Today was the windiest day I remember on the land since we bought it and began construction well over a year ago now. I tried measuring the wind and found gusts of up to 6 meters per second:

Mostly for my own records, here is a rough estimate of the distribution of wind speeds over time:
The highest wind speed I observed was 6.2 meters per second. I would guess that 90% of the time, the wind speed was about 5 meters per second or less. I would also estimate that the average and median wind speeds were between 3 and 4 meters per second. Between gusts, the wind speed usually dropped down to 0.5-2 meters per second. These measurements were taken between 11.00 and 13.30.

The reason wind speed is of particular interest to me is with regards to the floating house. It is currently my goal to make the floating house “disconnected” and mobile. In other words, it will have solar panels to power everything on board, including the motors that will drive the propellers to maneuver the house around the pond, and it can move around the pond.

I’ve considered how to handle many of the various issues this requires:

• electricity : solar panels
• cooking : electric ovens may take too much electricity from the solar panels so we’ll probably use propane for this
• fresh water : we have found commercial fresh water filters designed to take water from a nearby pond and process it for household use. You don’t get any more “nearby” than this pond.
• sewage : grey water can be filtered and returned to the pond, and I’m considering whether black water can be easily carried ashore and composted
• getting on board : it is our intention to build a moderately large and flat floored raft-like autonomous ferry boat that can easily shuttle people, equipment and supplies to and from the floating house many times per day.

F = 0.5 * p * u^2 * c * A

Where F is the drag force, p is the density of air, u is the speed of the air moving relative to the house, c is the coefficient of drag, and A is the cross-section area of the house profile.

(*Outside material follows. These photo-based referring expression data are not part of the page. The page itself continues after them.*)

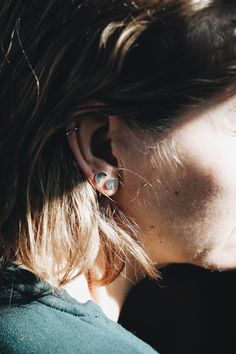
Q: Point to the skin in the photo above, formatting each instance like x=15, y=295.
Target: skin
x=179, y=187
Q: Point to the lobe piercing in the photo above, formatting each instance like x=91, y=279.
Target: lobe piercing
x=99, y=177
x=112, y=184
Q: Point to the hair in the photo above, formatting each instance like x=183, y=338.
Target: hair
x=146, y=61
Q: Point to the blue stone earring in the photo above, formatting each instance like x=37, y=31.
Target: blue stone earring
x=99, y=177
x=112, y=184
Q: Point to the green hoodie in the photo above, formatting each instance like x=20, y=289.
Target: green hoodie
x=35, y=320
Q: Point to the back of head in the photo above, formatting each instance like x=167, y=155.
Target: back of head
x=141, y=59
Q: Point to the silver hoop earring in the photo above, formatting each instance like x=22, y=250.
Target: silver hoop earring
x=69, y=132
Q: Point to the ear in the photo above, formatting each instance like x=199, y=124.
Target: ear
x=90, y=143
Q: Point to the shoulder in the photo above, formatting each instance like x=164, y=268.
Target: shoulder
x=38, y=327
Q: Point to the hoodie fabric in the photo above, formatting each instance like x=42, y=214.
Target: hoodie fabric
x=35, y=320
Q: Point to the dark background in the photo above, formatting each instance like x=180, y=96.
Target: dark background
x=190, y=311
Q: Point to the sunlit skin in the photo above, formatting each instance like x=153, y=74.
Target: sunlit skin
x=180, y=188
x=185, y=197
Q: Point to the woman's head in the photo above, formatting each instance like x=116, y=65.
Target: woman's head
x=142, y=80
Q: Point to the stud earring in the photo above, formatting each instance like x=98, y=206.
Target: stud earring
x=112, y=184
x=99, y=177
x=69, y=132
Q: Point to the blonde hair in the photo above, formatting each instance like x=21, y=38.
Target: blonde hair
x=141, y=59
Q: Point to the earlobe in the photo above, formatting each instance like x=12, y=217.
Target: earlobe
x=105, y=184
x=95, y=167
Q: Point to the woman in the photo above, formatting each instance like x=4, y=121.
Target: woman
x=117, y=157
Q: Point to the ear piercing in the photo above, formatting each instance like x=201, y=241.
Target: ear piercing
x=111, y=184
x=99, y=177
x=69, y=132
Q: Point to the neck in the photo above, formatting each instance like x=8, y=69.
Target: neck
x=109, y=297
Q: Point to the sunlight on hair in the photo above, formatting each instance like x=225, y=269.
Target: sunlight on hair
x=198, y=5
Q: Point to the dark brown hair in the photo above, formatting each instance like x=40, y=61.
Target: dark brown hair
x=147, y=61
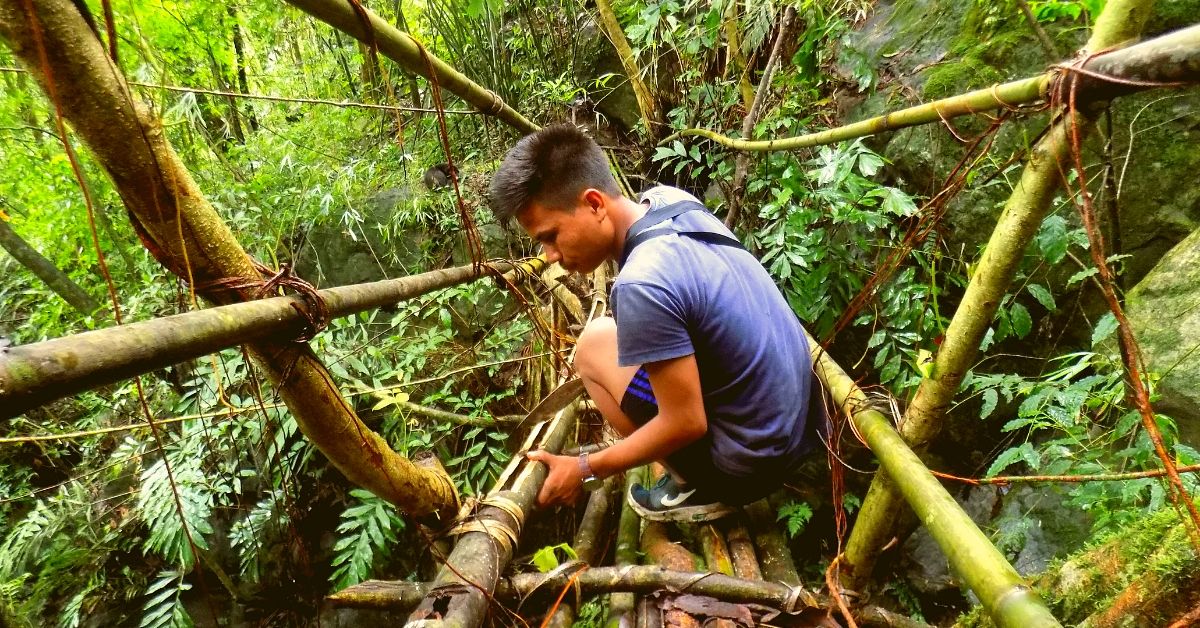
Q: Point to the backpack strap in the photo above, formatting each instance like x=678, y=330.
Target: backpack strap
x=640, y=231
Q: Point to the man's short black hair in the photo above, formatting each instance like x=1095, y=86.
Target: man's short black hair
x=552, y=167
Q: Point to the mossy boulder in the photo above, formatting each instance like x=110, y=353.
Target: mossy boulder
x=1144, y=574
x=1164, y=312
x=359, y=245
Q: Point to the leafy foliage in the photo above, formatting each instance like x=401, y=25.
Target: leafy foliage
x=795, y=516
x=366, y=534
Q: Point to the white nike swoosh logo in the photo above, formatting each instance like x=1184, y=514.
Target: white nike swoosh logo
x=671, y=502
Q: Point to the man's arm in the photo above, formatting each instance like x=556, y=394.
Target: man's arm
x=681, y=419
x=679, y=422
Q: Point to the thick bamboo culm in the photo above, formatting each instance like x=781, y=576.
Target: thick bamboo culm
x=405, y=51
x=1170, y=58
x=184, y=232
x=31, y=375
x=979, y=564
x=629, y=527
x=465, y=585
x=1024, y=211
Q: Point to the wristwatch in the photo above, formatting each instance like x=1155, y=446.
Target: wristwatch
x=591, y=482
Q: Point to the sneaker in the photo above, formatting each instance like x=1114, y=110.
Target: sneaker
x=670, y=501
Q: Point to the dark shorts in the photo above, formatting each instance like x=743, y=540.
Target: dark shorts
x=694, y=461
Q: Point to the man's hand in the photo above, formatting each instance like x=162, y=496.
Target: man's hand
x=564, y=483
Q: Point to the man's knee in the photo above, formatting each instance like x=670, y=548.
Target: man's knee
x=597, y=346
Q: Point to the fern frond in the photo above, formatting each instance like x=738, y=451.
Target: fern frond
x=157, y=507
x=247, y=536
x=365, y=536
x=165, y=606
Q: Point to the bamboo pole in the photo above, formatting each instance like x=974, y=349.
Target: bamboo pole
x=977, y=562
x=659, y=549
x=629, y=527
x=735, y=59
x=405, y=51
x=1175, y=58
x=646, y=102
x=774, y=556
x=587, y=542
x=54, y=279
x=402, y=596
x=183, y=231
x=715, y=550
x=745, y=562
x=994, y=274
x=31, y=375
x=466, y=584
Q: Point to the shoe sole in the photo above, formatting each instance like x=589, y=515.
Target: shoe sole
x=694, y=514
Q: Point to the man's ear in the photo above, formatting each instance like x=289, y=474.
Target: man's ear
x=597, y=202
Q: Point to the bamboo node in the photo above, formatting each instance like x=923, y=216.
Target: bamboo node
x=798, y=599
x=503, y=534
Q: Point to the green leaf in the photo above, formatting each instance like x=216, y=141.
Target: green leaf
x=990, y=398
x=1043, y=295
x=1020, y=318
x=1053, y=239
x=1006, y=459
x=1104, y=328
x=1081, y=275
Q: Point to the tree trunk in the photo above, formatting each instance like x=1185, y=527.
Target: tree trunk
x=57, y=280
x=1170, y=58
x=976, y=561
x=1121, y=19
x=183, y=231
x=31, y=375
x=239, y=59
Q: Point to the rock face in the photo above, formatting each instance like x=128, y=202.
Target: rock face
x=354, y=251
x=1164, y=311
x=928, y=49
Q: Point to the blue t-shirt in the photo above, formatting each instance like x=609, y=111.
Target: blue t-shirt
x=678, y=295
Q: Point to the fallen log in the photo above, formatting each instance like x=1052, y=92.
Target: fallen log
x=543, y=588
x=33, y=375
x=466, y=585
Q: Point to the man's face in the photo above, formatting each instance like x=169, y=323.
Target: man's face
x=580, y=239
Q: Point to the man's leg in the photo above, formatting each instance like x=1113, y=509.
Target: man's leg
x=595, y=359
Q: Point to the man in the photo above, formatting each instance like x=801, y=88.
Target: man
x=703, y=365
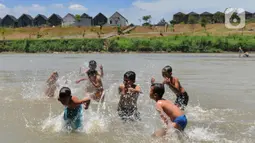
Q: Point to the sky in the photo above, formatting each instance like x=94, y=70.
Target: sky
x=133, y=10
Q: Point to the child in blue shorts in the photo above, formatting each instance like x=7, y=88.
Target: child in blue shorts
x=73, y=108
x=167, y=110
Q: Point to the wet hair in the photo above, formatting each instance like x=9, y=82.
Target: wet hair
x=91, y=72
x=130, y=75
x=159, y=89
x=167, y=71
x=92, y=63
x=64, y=92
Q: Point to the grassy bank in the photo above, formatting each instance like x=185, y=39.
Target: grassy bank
x=194, y=44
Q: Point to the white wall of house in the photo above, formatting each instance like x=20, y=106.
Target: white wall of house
x=116, y=20
x=68, y=20
x=83, y=22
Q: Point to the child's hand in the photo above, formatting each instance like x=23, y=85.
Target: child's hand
x=152, y=80
x=166, y=80
x=131, y=90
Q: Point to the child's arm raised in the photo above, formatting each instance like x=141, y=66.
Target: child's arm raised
x=161, y=112
x=137, y=89
x=78, y=81
x=175, y=87
x=98, y=82
x=78, y=101
x=101, y=71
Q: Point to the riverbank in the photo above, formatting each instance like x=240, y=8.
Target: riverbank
x=179, y=44
x=138, y=31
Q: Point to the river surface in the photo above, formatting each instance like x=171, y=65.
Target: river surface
x=221, y=88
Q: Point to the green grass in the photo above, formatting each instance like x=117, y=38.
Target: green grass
x=193, y=44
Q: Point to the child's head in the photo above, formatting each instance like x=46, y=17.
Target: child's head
x=129, y=78
x=92, y=64
x=65, y=95
x=54, y=75
x=92, y=74
x=167, y=72
x=157, y=91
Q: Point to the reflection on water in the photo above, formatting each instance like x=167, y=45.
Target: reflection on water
x=221, y=107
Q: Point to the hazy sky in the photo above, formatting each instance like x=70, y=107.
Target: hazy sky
x=133, y=10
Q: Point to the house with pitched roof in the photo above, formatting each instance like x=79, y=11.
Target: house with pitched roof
x=118, y=20
x=162, y=22
x=55, y=20
x=99, y=19
x=85, y=20
x=208, y=16
x=218, y=17
x=195, y=15
x=68, y=20
x=179, y=17
x=9, y=21
x=248, y=15
x=25, y=20
x=40, y=20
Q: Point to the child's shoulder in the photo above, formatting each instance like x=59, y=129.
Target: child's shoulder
x=122, y=85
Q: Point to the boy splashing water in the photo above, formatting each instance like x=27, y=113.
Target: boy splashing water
x=174, y=84
x=167, y=110
x=51, y=84
x=129, y=92
x=93, y=66
x=73, y=108
x=95, y=86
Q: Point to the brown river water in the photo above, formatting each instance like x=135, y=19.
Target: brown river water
x=221, y=89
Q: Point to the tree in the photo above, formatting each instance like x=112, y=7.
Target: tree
x=218, y=17
x=78, y=17
x=235, y=19
x=173, y=22
x=147, y=20
x=204, y=22
x=192, y=21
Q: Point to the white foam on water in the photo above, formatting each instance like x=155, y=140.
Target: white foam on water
x=32, y=90
x=197, y=113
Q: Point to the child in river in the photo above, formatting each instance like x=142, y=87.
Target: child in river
x=73, y=107
x=175, y=85
x=51, y=84
x=93, y=66
x=95, y=86
x=167, y=109
x=129, y=93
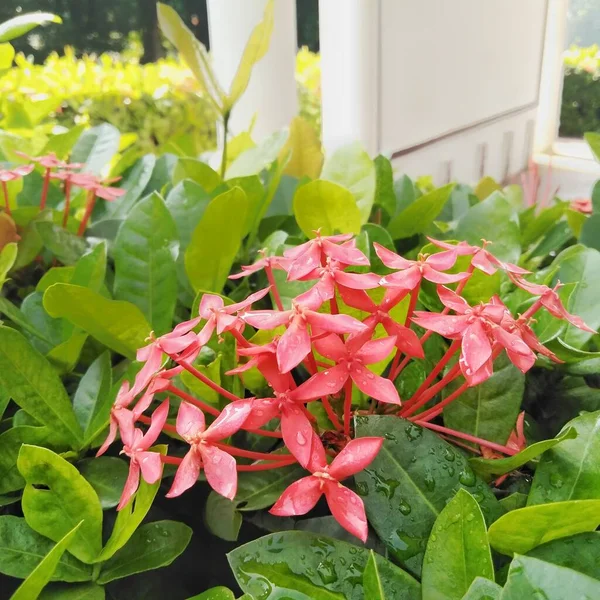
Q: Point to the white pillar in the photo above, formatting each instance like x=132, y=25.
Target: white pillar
x=551, y=82
x=349, y=43
x=271, y=97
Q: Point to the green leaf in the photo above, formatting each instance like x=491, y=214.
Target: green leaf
x=92, y=401
x=579, y=552
x=69, y=499
x=372, y=584
x=35, y=386
x=131, y=515
x=532, y=578
x=255, y=49
x=152, y=546
x=521, y=530
x=570, y=471
x=210, y=255
x=352, y=168
x=197, y=171
x=420, y=214
x=496, y=221
x=326, y=206
x=119, y=325
x=489, y=410
x=483, y=589
x=145, y=252
x=18, y=26
x=60, y=591
x=221, y=517
x=41, y=575
x=96, y=147
x=457, y=551
x=107, y=475
x=486, y=467
x=302, y=565
x=408, y=484
x=22, y=549
x=581, y=265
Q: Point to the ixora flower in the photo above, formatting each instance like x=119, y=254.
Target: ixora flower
x=345, y=505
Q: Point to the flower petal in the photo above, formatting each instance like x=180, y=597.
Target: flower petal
x=299, y=498
x=187, y=473
x=377, y=387
x=356, y=456
x=220, y=470
x=348, y=509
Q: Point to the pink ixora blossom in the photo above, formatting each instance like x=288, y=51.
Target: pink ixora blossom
x=219, y=467
x=345, y=505
x=411, y=272
x=295, y=344
x=136, y=445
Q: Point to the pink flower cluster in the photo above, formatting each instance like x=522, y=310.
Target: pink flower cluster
x=343, y=356
x=69, y=174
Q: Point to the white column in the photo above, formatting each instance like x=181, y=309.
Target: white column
x=271, y=97
x=548, y=117
x=349, y=43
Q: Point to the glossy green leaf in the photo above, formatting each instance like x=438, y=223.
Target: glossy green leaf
x=22, y=24
x=35, y=386
x=581, y=265
x=107, y=475
x=409, y=483
x=419, y=215
x=41, y=575
x=198, y=172
x=255, y=49
x=523, y=529
x=84, y=591
x=352, y=168
x=496, y=221
x=532, y=578
x=69, y=499
x=145, y=251
x=96, y=147
x=22, y=549
x=130, y=516
x=571, y=470
x=578, y=552
x=92, y=401
x=457, y=550
x=483, y=589
x=489, y=410
x=326, y=206
x=119, y=325
x=306, y=566
x=486, y=467
x=152, y=546
x=210, y=255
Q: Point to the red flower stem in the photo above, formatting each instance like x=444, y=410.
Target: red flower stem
x=454, y=347
x=266, y=466
x=211, y=410
x=467, y=437
x=436, y=410
x=249, y=454
x=204, y=379
x=274, y=289
x=6, y=202
x=347, y=405
x=241, y=340
x=431, y=392
x=67, y=209
x=45, y=189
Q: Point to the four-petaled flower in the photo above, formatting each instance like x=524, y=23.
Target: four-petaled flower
x=345, y=505
x=219, y=467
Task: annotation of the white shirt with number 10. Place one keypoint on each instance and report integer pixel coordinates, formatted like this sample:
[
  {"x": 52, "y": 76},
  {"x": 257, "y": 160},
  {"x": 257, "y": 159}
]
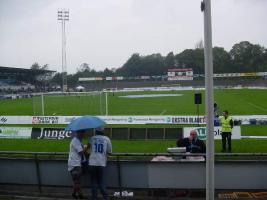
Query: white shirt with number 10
[{"x": 100, "y": 146}]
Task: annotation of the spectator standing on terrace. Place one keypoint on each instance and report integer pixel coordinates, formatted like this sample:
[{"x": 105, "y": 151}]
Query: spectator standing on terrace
[
  {"x": 76, "y": 155},
  {"x": 227, "y": 125},
  {"x": 216, "y": 110},
  {"x": 192, "y": 143},
  {"x": 100, "y": 147}
]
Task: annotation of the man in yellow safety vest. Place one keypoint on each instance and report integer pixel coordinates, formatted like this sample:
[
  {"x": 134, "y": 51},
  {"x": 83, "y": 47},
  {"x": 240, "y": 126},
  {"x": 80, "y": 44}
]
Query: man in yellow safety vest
[{"x": 227, "y": 125}]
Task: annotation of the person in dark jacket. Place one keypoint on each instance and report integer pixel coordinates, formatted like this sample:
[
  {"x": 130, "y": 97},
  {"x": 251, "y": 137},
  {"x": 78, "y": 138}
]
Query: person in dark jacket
[{"x": 192, "y": 143}]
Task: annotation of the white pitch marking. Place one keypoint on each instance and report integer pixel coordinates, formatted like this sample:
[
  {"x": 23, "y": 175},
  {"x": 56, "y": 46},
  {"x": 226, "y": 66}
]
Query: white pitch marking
[
  {"x": 259, "y": 107},
  {"x": 163, "y": 112}
]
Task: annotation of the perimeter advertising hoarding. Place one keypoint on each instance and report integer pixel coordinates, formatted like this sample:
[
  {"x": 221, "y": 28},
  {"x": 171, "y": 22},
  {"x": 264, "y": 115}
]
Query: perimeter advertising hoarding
[
  {"x": 15, "y": 132},
  {"x": 236, "y": 132},
  {"x": 145, "y": 119},
  {"x": 50, "y": 133}
]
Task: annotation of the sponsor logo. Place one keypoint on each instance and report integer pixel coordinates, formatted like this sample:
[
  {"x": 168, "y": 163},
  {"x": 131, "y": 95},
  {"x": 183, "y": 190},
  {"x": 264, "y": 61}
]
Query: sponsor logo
[
  {"x": 3, "y": 119},
  {"x": 130, "y": 119},
  {"x": 188, "y": 120},
  {"x": 201, "y": 132},
  {"x": 45, "y": 120},
  {"x": 50, "y": 133}
]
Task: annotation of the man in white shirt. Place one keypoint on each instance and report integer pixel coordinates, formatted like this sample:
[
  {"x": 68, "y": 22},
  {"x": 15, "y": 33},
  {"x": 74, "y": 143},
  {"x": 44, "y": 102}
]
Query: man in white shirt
[
  {"x": 100, "y": 147},
  {"x": 74, "y": 162}
]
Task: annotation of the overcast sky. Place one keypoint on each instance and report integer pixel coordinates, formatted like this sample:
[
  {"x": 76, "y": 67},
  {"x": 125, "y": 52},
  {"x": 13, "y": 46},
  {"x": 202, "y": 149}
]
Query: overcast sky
[{"x": 105, "y": 33}]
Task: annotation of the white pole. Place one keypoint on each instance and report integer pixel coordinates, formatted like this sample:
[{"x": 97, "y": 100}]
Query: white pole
[
  {"x": 206, "y": 7},
  {"x": 42, "y": 99},
  {"x": 106, "y": 103},
  {"x": 100, "y": 102},
  {"x": 62, "y": 56}
]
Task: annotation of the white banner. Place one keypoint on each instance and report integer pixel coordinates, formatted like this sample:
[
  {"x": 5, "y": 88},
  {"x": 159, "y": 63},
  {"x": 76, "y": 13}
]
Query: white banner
[
  {"x": 161, "y": 119},
  {"x": 236, "y": 132},
  {"x": 15, "y": 132}
]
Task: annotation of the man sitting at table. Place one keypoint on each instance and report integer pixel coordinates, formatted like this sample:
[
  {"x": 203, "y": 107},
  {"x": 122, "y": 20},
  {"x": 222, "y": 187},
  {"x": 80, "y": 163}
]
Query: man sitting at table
[{"x": 192, "y": 143}]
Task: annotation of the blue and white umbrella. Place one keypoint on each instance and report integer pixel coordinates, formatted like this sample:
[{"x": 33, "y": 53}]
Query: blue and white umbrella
[{"x": 85, "y": 122}]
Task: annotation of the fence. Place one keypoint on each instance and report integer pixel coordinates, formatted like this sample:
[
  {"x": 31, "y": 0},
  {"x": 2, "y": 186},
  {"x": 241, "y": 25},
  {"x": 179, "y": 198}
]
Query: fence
[{"x": 124, "y": 171}]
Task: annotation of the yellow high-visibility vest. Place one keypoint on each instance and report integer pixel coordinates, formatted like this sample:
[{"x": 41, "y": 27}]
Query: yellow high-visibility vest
[{"x": 225, "y": 123}]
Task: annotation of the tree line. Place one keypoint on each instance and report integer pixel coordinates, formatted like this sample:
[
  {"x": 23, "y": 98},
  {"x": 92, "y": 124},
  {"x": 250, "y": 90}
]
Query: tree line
[{"x": 243, "y": 57}]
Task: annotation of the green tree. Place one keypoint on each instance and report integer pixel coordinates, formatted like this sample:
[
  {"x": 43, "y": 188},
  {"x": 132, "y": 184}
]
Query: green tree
[
  {"x": 221, "y": 60},
  {"x": 247, "y": 57}
]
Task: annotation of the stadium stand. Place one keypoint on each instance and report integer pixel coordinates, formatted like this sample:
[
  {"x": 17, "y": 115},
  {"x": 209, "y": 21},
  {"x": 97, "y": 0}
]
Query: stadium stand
[
  {"x": 226, "y": 82},
  {"x": 19, "y": 80}
]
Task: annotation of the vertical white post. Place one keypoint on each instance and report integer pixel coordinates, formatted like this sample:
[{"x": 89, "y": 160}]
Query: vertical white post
[
  {"x": 42, "y": 99},
  {"x": 106, "y": 103},
  {"x": 100, "y": 102},
  {"x": 206, "y": 7}
]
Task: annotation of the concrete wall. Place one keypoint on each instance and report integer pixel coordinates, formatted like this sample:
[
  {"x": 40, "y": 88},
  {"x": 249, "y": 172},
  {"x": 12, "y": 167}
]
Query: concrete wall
[{"x": 138, "y": 174}]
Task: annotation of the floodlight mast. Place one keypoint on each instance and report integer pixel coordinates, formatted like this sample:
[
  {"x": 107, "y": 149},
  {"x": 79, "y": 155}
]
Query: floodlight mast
[
  {"x": 206, "y": 8},
  {"x": 63, "y": 15}
]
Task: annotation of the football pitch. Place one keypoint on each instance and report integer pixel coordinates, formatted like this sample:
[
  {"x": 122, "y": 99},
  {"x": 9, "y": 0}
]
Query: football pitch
[{"x": 236, "y": 101}]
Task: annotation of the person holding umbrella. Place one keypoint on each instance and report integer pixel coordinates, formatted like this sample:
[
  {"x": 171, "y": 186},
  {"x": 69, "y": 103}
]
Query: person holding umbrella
[
  {"x": 76, "y": 154},
  {"x": 100, "y": 147},
  {"x": 79, "y": 127}
]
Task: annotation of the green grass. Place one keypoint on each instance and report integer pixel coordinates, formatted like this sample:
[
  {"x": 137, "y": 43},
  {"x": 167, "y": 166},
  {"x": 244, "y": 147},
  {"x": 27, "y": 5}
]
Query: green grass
[
  {"x": 123, "y": 146},
  {"x": 238, "y": 102}
]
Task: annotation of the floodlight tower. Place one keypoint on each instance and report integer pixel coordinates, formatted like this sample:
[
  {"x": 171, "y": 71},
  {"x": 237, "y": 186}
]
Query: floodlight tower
[{"x": 63, "y": 15}]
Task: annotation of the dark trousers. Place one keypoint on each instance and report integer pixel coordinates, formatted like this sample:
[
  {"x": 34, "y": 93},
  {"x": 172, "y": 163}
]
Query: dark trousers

From this Wikipedia page, I get a value for the density of air (p) at 1atm and 30degs Celsius of 1,164 kg/m^3.

If I target the ability to hold position at up to 6 meters per second, then u = 6 m/s.

For now, I will use a coefficient of drag (c) of 1.

And based on the 8m x 3.5m profile size, we get A = 28 m^2.

So F = 0.5 * 1.164 kg/m^3 * 36 m^2/s^2 * 1 * 28 m^2 = 587 kg*m/s^2 = 587 N

So I need to make sure that the combined force of all thrusters on the house can produce about 600 N.

For comparison, the BlueRobotics T200 thruster produces 50N of force at 350W of power. I would like to believe that my 300mm diameter propellers and high efficiency PMG 132 motor can achieve higher thrust per watt than the 4x smaller 76 mm propeller on the T200.

But using the same force per watt, I would need to be prepared to power the thruster with 4.2kW of electricity to resist a 6 m/s wind gust. This isn’t too bad given that my current plan is to have about 24kWh of batteries on board.

Bear in mind that because of the u^2 in the above equation, a 3.5m/s wind would produce 4x less force (and presumably use about 4x less electrical power to resist), so these batteries could likely power the house for a whole day like today without any sunshine. And it was actually sunny enough today that 8-12 solar panels on the roof could have supplied enough electricity to keep those batteries full throughout the day.

And if the batteries are running low, that should leave plenty of time to run a winch cable to anchor points around the pond to passively hold the house in place until the strong winds pass. (This is also my strategy for powerful storms and other even more occasional even higher wind situations.)

In conclusion, the kind of “back of the envelope” calculation done above suggests that the house may be able to operate on a day like today without being blown against its control up against the edge of the pond.